BMC Pregnancy and Childbirth (Oct 2023)
A novel artificial intelligence model for fetal facial profile marker measurement during the first trimester
Abstract
Abstract Background To study the validity of an artificial intelligence (AI) model for measuring fetal facial profile markers, and to evaluate the clinical value of the AI model for identifying fetal abnormalities during the first trimester. Methods This retrospective study used two-dimensional mid-sagittal fetal profile images taken during singleton pregnancies at 11–13+ 6 weeks of gestation. We measured the facial profile markers, including inferior facial angle (IFA), maxilla-nasion-mandible (MNM) angle, facial-maxillary angle (FMA), frontal space (FS) distance, and profile line (PL) distance using AI and manual measurements. Semantic segmentation and landmark localization were used to develop an AI model to measure the selected markers and evaluate the diagnostic value for fetal abnormalities.

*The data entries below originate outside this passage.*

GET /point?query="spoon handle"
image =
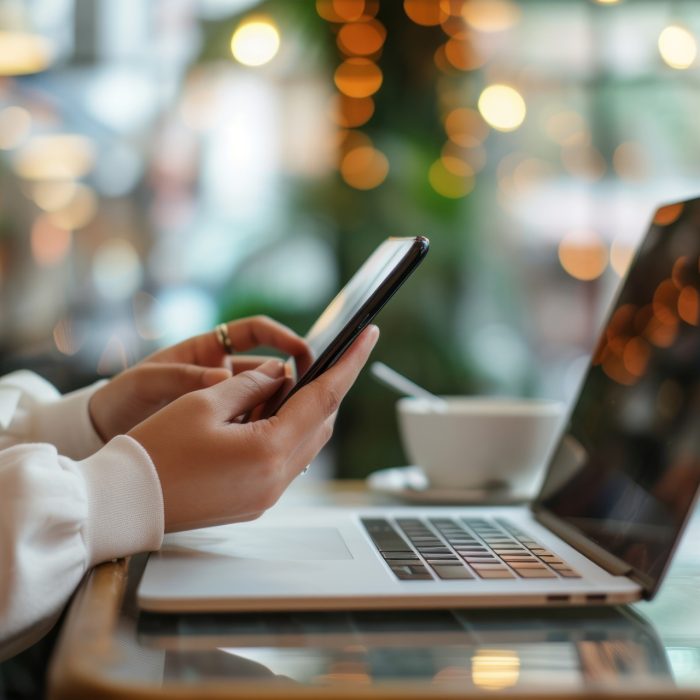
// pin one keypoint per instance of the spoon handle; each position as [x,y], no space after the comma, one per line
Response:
[392,379]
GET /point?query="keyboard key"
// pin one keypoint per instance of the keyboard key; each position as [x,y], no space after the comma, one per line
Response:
[535,573]
[452,572]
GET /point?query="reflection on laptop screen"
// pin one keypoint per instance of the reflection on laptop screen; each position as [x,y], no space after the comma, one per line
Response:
[626,471]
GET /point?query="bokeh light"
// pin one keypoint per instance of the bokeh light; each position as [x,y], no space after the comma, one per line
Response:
[502,107]
[364,168]
[78,211]
[427,13]
[116,269]
[583,254]
[255,42]
[22,53]
[358,77]
[55,157]
[361,38]
[677,47]
[49,242]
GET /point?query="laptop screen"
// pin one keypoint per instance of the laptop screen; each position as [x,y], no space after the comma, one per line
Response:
[627,468]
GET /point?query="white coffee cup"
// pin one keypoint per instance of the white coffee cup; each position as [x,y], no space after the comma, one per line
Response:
[480,442]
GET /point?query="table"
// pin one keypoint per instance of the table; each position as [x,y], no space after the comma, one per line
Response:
[108,648]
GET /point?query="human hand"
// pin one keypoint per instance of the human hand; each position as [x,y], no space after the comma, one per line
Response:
[215,470]
[193,364]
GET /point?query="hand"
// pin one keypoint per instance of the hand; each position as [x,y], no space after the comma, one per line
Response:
[214,470]
[196,363]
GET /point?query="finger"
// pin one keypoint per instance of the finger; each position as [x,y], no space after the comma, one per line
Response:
[314,403]
[246,333]
[243,392]
[242,363]
[166,382]
[308,450]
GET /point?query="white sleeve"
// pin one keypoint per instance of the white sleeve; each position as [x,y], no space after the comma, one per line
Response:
[31,410]
[60,516]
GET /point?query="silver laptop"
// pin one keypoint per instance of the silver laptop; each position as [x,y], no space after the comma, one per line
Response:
[619,488]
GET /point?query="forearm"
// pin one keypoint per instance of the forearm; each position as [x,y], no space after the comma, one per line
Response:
[59,517]
[31,410]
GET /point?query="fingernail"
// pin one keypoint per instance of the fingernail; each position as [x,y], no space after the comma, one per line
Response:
[214,375]
[272,368]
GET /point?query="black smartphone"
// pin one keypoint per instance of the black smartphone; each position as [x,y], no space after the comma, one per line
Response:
[353,308]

The consistency between AI and manual measurements was compared using intraclass correlation coefficients (ICC). The diagnostic value of facial markers measured using the AI model during fetal abnormality screening was evaluated using receiver operating characteristic (ROC) curves. Results A total of 2372 normal fetuses and 37 with abnormalities were observed, including 18 with trisomy 21, 7 with trisomy 18, and 12 with CLP. Among them, 1872 normal fetuses were used for AI model training and validation, and the remaining 500 normal fetuses and all fetuses with abnormalities were used for clinical testing. The ICCs (95%CI) of the IFA, MNM angle, FMA, FS distance, and PL distance between the AI and manual measurement for the 500 normal fetuses were 0.812 (0.780–0.840), 0.760 (0.720–0.795), 0.766 (0.727-0.800), 0.807 (0.775–0.836), and 0.798 (0.764–0.828), respectively. IFA clinically significantly identified trisomy 21 and trisomy 18, with areas under the ROC curve (AUC) of 0.686 (95%CI, 0.585–0.788) and 0.729 (95%CI, 0.621–0.837), respectively. FMA effectively predicted trisomy 18, with an AUC of 0.904 (95%CI, 0.842–0.966). MNM angle and FS distance exhibited good predictive value in CLP, with AUCs of 0.738 (95%CI, 0.573–0.902) and 0.677 (95%CI, 0.494–0.859), respectively. Conclusions The consistency of fetal facial profile marker measurements between the AI and manual measurement was good during the first trimester. The AI model is a convenient and effective tool for the early screen for fetal trisomy 21, trisomy 18, and CLP, which can be generalized to first-trimester scanning (FTS).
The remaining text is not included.